Cell-free expression tools to study co-translational folding of alpha helical membrane transporters.

Sci Rep

King's College London, Department of Chemistry, Britannia House, 7 Trinity Street, London, SE1 1DB, UK.

Published: June 2020

Most helical membrane proteins fold co-translationally during unidirectional polypeptide elongation by the ribosome. Studies thus far, however, have largely focussed on refolding full-length proteins from artificially induced denatured states that are far removed from the natural co-translational process. Cell-free translation offers opportunities to remedy this deficit in folding studies and has previously been used for membrane proteins. We exploit this cell-free approach to develop tools to probe co-translational folding. We show that two transporters from the ubiquitous Major Facilitator Superfamily can successfully insert into a synthetic bilayer without the need for translocon insertase apparatus that is essential in vivo. We also assess the cooperativity of domain insertion, by expressing the individual transporter domains cell-free.

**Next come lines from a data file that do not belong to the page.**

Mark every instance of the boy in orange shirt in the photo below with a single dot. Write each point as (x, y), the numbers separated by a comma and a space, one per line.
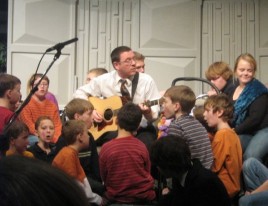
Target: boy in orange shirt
(226, 145)
(17, 134)
(75, 133)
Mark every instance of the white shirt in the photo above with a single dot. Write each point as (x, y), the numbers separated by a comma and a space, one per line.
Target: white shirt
(108, 85)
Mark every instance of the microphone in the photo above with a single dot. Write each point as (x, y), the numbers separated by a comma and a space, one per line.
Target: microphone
(59, 46)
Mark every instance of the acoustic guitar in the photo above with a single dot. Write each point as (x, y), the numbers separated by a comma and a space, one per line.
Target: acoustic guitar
(109, 108)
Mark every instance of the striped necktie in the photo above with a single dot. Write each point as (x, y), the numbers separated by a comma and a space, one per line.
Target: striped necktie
(124, 91)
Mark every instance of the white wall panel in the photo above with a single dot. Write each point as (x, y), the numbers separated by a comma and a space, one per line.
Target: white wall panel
(35, 26)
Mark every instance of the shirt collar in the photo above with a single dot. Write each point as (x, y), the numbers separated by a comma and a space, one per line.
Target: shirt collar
(129, 80)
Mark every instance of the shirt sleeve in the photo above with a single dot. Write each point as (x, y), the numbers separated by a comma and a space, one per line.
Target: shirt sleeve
(219, 153)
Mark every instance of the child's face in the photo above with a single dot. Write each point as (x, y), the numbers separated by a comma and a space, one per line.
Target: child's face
(85, 138)
(90, 76)
(21, 142)
(42, 88)
(169, 108)
(210, 117)
(45, 130)
(15, 94)
(86, 117)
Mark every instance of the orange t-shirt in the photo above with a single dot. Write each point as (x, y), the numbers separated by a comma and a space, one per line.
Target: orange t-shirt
(227, 164)
(67, 160)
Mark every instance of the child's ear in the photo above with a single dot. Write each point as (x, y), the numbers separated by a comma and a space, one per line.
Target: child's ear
(116, 121)
(79, 137)
(36, 133)
(220, 113)
(177, 106)
(76, 116)
(11, 140)
(8, 93)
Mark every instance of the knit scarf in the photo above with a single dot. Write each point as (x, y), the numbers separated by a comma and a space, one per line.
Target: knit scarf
(252, 90)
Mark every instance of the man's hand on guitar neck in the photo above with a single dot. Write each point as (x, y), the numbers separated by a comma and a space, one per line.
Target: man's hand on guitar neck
(96, 116)
(146, 111)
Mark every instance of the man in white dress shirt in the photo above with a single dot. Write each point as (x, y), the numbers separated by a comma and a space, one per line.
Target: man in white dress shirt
(107, 85)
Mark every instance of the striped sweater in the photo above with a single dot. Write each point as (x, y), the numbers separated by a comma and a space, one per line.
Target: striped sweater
(196, 136)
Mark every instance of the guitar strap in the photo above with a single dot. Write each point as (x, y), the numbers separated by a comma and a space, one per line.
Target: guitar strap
(134, 84)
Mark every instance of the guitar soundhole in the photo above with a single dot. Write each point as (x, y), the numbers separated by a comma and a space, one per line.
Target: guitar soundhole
(108, 114)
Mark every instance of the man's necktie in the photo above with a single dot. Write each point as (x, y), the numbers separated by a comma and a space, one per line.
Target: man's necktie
(124, 91)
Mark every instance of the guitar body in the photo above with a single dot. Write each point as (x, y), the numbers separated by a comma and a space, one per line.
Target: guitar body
(108, 108)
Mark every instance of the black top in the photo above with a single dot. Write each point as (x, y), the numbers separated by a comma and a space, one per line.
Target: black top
(202, 188)
(41, 154)
(256, 116)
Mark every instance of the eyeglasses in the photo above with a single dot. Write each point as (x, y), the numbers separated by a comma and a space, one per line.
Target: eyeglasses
(128, 61)
(42, 85)
(215, 78)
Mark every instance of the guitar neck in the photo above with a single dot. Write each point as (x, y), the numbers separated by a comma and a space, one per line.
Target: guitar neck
(154, 102)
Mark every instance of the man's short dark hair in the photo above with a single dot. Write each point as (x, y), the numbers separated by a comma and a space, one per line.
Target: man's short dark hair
(171, 153)
(129, 117)
(115, 55)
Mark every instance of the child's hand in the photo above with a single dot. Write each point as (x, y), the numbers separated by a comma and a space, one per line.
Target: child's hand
(165, 191)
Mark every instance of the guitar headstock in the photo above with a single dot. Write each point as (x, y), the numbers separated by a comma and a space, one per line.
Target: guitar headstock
(149, 103)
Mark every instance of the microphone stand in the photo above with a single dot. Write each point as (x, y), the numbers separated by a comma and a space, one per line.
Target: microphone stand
(3, 138)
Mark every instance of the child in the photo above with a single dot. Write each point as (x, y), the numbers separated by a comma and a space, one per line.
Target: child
(192, 184)
(50, 96)
(81, 109)
(9, 96)
(178, 103)
(125, 163)
(17, 134)
(75, 133)
(40, 106)
(198, 112)
(44, 149)
(226, 145)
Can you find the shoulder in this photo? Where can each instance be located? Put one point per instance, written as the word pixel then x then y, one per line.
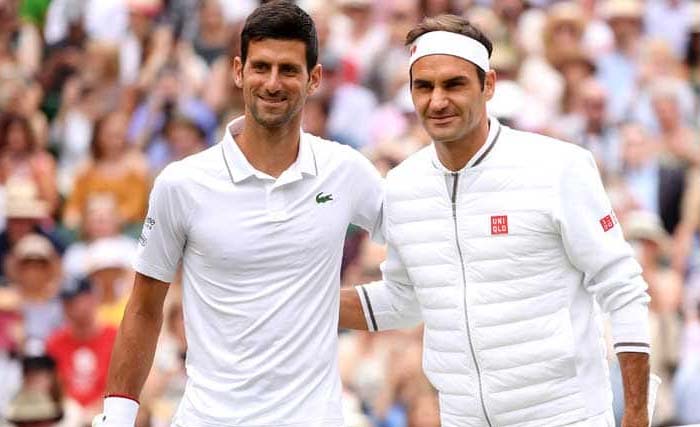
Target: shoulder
pixel 182 172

Furthermore, we manipulate the cell-free reaction to pause and re-start protein synthesis at specific points in the protein sequence. We find that full-length protein can still be made when stalling after the first N terminal helix has inserted into the bilayer. However, stalling after the first three helices have exited the ribosome cannot be successfully recovered. These three helices cannot insert stably when ribosome-bound during co-translational folding, as they require insertion of downstream helices.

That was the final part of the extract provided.